None of the above is free. Interleaved preludes cost more bytes; non-extractable decoders cost a runtime round-trip on the first call; VM bytecode costs an order-of-magnitude slowdown. CASCADE doesn't change the cost calculus, but it does change which code paths deserve the expensive treatment.

  • Hot path (rendering loops, animation tick handlers, anything in the critical request path): Maximum-mode polymorphic transforms are still the right answer. CASCADE can probably deobfuscate them given enough effort; but if the code is hot, it's hot because it's high-volume and low-secret-density, which means the cost of an attacker successfully reading it is lower than the cost of slowing every customer's app down to protect it.
  • Cold path (license checks, anti-tamper, key derivation, watermarking, payment-flow guards): This is where VM bytecode earns its overhead. A function called twice per session can absorb a 50× slowdown invisibly, and these are the functions whose secret-density is highest.

If your team is on JSO and concerned about CASCADE-class threats, the move is: keep Maximum mode on for everything, mark the small set of high-value functions for VM virtualization, and wire the runtime-defense locks (SessionToken, Fingerprint) into the boot-time paths so an offline deobfuscator can't symbolically execute them.

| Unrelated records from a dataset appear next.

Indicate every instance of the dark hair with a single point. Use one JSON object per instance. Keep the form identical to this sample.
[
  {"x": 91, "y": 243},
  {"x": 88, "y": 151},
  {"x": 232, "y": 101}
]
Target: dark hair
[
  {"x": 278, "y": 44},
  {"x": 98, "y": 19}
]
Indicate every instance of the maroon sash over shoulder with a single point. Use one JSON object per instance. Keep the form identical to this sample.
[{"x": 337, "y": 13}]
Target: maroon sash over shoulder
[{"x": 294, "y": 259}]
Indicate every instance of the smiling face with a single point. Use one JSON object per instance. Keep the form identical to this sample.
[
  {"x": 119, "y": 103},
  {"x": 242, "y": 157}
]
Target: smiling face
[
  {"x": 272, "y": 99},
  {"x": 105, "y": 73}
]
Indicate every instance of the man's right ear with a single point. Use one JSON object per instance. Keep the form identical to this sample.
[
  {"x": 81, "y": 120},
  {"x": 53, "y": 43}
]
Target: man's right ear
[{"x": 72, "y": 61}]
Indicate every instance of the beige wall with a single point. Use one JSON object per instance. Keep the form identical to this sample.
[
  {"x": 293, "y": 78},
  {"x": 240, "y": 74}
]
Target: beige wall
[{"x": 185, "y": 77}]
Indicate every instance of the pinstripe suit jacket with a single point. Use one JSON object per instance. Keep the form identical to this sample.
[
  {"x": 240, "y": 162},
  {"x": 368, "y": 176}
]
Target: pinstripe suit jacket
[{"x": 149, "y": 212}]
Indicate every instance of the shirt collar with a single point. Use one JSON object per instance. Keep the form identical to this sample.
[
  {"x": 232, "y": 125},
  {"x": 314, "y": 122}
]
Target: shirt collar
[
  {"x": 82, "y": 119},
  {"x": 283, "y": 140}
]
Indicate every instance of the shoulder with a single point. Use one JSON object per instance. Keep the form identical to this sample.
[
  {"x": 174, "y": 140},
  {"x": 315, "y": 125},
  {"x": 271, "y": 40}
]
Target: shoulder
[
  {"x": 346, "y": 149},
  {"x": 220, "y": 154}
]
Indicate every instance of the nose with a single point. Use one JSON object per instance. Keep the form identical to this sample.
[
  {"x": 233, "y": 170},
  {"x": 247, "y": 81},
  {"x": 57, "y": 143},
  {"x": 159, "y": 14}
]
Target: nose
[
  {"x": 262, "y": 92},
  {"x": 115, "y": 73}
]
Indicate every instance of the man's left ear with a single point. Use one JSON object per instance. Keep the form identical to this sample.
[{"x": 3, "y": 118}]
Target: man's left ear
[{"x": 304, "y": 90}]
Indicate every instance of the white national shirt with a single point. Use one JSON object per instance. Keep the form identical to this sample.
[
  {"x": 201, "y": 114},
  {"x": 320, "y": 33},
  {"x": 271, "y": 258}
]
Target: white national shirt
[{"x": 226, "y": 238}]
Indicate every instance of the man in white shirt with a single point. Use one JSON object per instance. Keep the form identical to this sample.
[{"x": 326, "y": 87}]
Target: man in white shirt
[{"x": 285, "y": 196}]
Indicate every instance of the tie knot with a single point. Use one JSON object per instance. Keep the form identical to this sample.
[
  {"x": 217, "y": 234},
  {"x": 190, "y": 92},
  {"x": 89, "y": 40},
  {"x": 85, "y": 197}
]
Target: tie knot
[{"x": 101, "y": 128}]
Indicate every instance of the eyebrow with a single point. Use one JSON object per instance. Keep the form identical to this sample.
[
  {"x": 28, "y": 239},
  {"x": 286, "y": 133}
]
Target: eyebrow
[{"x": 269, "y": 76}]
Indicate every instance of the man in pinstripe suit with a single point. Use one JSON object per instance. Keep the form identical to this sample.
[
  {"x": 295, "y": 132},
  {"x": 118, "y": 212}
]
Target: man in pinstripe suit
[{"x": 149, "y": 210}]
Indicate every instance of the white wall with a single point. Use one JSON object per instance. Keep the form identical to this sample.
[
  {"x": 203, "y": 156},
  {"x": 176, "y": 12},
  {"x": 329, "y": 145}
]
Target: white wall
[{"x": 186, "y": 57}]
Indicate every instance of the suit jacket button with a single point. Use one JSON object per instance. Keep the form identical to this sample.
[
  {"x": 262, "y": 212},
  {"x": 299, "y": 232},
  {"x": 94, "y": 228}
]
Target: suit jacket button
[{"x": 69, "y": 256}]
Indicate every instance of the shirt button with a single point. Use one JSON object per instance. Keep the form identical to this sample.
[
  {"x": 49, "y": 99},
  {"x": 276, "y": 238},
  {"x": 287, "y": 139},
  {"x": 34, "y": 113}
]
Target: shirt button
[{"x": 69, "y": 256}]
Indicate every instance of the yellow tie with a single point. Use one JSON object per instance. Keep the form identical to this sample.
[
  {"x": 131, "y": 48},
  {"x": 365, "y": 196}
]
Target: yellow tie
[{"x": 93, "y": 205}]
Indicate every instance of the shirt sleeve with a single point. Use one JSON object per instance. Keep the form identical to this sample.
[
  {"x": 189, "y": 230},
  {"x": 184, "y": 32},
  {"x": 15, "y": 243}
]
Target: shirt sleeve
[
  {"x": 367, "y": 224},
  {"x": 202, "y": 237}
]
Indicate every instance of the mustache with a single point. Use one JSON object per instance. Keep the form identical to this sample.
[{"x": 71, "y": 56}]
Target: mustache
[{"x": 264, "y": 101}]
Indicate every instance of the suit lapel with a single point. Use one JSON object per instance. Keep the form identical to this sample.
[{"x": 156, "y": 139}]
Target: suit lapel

What about the legitimate use-cases for CASCADE itself?

The paper's framing is squarely defensive: CASCADE supports security analysis — malware deobfuscation, supply-chain auditing, reverse-engineering for vulnerability research. JSO ships protection that any defender's CASCADE-class tool could plausibly target, and that's fine. The presence of well-resourced deobfuscators is a feature of the ecosystem we work in, not a betrayal of it.

What we owe customers is honest framing about which threats their protection actually blunts and which it doesn't. A determined attacker with Google-scale tooling will eventually read your bundle; protection's job is to make that read expensive enough that the attacker spends their time elsewhere. CASCADE moves the goalposts on what "expensive enough" means, and the response is to upgrade defenses where the asset value justifies it.

Roadmap impact

Three line items the CASCADE paper has bumped up our priority list:

  1. VM bytecode protection — already in beta, moving toward general availability for Corporate+ tier in 2026-Q3. Docs.
  2. Prelude-interleaving transform — new research item: deliberately merge string-array decoders and control-flow dispatchers with surrounding business logic so the LLM-identification step has nothing clean to label. Tracking the implementation difficulty; no commit date yet.
  3. Symbolic-execution detection at runtime — new research item: detect when the protected code is being executed in a non-browser symbolic-evaluator context and refuse to decode. Adjacent to DetectHeadlessBrowser; would extend it.

All three appear in the public roadmap under the Research section. If your security model puts you in the CASCADE-target population, please email [email protected] — the threat-model conversations directly shape this roadmap.

References: Yan, Sherzod, et al. "CASCADE: LLM Powered JavaScript Deobfuscator at Google." arXiv preprint arXiv:2507.17691, 2025.